Finnigan alleged in her lawsuit that Fox improperly required his legislative staff to perform “personal tasks” for him during and after business hours, and that he and his chief of staff, Ann Turtle, fostered an office environment where Finnigan feared “for her safety and that of her co-workers.”

She claimed that she was forced to give Fox “lessons on manners and etiquette.” Once when Fox overslept for an Assembly floor session, she alleged, she went to pick him up at his apartment and found him “with a shirt on, carrying his shoes and tie, but his pants were not zipped or buttoned.” He was “not wearing underwear and exposed himself to” her. Finnigan also reported that “a legislative director from another legislative office” told her Fox was “making unwanted sexual advances toward her and she was very uncomfortable.”

In the settlement, which also allowed Finnigan to purge the termination from her personnel file, the Assembly and Fox “denied and continue to deny” the claims. Fox could not immediately be reached for comment.

Finnigan said “everybody laughed” when she told them about the incident at Fox’s apartment.

“Because of his behavior was never really addressed, and he was getting away with it, his behavior never changed,” she said. “There was no attempt to address this scenario at all.”

She said a lack of whistleblower protections for Capitol staff makes it nearly impossible for women to do anything about sexual misconduct in the workplace. After her initial complaint to the Assembly in April 2013, Finnigan said, she was intimidated and dragged through an extensive legal battle that ultimately lasted four years. She feels as though the Assembly was trying to “silence” her.
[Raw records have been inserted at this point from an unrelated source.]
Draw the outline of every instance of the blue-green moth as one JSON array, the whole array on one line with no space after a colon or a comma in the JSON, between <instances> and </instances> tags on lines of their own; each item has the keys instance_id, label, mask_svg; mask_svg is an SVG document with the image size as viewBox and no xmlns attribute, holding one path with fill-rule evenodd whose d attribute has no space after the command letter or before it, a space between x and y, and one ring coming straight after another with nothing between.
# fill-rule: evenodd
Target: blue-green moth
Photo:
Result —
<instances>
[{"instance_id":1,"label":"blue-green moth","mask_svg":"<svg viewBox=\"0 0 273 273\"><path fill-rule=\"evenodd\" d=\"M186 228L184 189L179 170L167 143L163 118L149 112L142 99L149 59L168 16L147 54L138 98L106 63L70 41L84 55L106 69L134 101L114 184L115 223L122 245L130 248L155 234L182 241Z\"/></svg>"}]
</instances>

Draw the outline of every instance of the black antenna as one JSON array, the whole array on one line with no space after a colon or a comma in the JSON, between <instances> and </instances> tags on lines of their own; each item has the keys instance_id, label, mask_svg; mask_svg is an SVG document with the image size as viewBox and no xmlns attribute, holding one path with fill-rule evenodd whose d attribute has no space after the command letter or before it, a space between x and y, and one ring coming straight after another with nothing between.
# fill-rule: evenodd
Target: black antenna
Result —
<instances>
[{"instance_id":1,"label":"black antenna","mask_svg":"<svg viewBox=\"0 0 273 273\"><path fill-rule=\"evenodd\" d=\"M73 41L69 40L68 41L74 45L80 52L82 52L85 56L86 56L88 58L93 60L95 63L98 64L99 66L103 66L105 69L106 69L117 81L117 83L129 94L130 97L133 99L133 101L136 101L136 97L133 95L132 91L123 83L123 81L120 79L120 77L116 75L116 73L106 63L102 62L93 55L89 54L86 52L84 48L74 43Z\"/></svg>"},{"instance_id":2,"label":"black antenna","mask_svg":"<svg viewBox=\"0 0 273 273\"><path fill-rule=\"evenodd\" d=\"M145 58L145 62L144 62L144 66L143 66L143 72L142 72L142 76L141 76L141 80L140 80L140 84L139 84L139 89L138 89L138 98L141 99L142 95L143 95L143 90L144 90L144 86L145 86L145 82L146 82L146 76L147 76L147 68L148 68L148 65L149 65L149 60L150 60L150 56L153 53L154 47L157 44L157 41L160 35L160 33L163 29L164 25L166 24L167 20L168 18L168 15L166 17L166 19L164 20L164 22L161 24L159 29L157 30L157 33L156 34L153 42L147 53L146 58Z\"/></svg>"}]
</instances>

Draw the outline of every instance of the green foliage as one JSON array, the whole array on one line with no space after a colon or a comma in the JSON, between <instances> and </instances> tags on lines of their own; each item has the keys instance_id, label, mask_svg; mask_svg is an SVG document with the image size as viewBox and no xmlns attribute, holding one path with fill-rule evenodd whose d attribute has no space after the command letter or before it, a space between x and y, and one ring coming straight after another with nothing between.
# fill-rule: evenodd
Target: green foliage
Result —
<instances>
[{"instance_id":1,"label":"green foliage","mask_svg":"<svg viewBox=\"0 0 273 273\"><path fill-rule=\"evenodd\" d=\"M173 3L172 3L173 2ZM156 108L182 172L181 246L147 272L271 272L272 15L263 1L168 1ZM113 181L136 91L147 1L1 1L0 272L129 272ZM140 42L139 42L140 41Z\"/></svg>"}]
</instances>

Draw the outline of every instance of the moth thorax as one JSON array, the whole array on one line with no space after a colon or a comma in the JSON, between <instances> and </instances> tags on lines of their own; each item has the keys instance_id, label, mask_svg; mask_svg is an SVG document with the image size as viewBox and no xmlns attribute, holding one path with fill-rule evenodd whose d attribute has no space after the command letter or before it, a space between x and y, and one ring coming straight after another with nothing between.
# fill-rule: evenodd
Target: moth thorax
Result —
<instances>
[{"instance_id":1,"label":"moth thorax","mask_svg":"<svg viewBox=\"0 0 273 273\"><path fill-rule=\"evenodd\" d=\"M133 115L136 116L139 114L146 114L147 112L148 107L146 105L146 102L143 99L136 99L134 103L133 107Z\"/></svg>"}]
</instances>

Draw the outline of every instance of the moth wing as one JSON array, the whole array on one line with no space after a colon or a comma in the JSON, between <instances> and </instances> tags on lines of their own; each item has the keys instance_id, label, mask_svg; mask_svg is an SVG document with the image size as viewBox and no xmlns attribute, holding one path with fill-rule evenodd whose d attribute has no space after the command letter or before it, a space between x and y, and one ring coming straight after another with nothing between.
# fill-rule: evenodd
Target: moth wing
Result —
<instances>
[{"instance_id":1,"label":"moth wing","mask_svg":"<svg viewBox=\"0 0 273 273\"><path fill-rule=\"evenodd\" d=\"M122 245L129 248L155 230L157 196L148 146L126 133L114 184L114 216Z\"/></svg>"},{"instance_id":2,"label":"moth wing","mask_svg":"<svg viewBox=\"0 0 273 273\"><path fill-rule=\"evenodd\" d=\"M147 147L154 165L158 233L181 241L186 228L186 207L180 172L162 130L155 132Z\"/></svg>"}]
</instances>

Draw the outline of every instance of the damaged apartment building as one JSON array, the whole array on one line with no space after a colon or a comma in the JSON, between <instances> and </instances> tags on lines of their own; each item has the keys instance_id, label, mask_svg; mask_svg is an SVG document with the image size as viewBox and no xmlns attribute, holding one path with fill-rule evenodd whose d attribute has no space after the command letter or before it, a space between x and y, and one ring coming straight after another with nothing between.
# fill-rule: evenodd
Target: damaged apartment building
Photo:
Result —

“When a woman comes forward, they do listen, and then they become extremely hostile and make it impossible for you to work there,” she said. “Then you’re the bad guy.”

“The most disappointing part of this to me was the women who could have done something about it and didn’t,” Finnigan added, pointing to Turtle, Fox’s female chief of staff, and then-Assemblywoman Nancy Skinner, who was chair of the Assembly Rules Committee, where Finnigan made her complaint.

Skinner, a Berkeley Democrat who now serves in the Senate, was one of a half dozen lawmakers to sign the letter about sexual harassment in California politics. She said Finnigan filed her initial complaint against Fox’s chief of staff, not Fox, and it was not a sexual harassment claim.

​The Legislature has a long history of harassment complaints, which generally ended with taxpayer-funded settlements for the accusers. Over the past two decades, at least five have resulted in payouts totaling more than $850,000.

In 2010, the Senate approved a $120,000 settlement involving allegations of sexual harassment against then-Sen. Rod Wright, D-Inglewood, by a former member of his staff. In 2005, the Assembly paid $118,000 to a former staffer who claimed that then-Assemblywoman Rebecca Cohn, D-Saratoga, created a sexually charged and hostile work environment.

In 2002, the Assembly settled for $140,000 with a staff member who charged that then-Assemblyman Lou Papan, D-Millbrae, followed her around at a charity golf tournament and pressured her to remove her sweater in front of other lawmakers. In 1998, the Senate approved a $117,000 payment to an employee who alleged that she was retaliated against for rejecting sexual advances from then-Sen. Richard Polanco, D-Los Angeles. In 1994, the Assembly awarded $360,000 to a former staff member of then-Assemblyman Mickey Conroy, R-Orange, who claimed that he required her to kiss him and rub his back.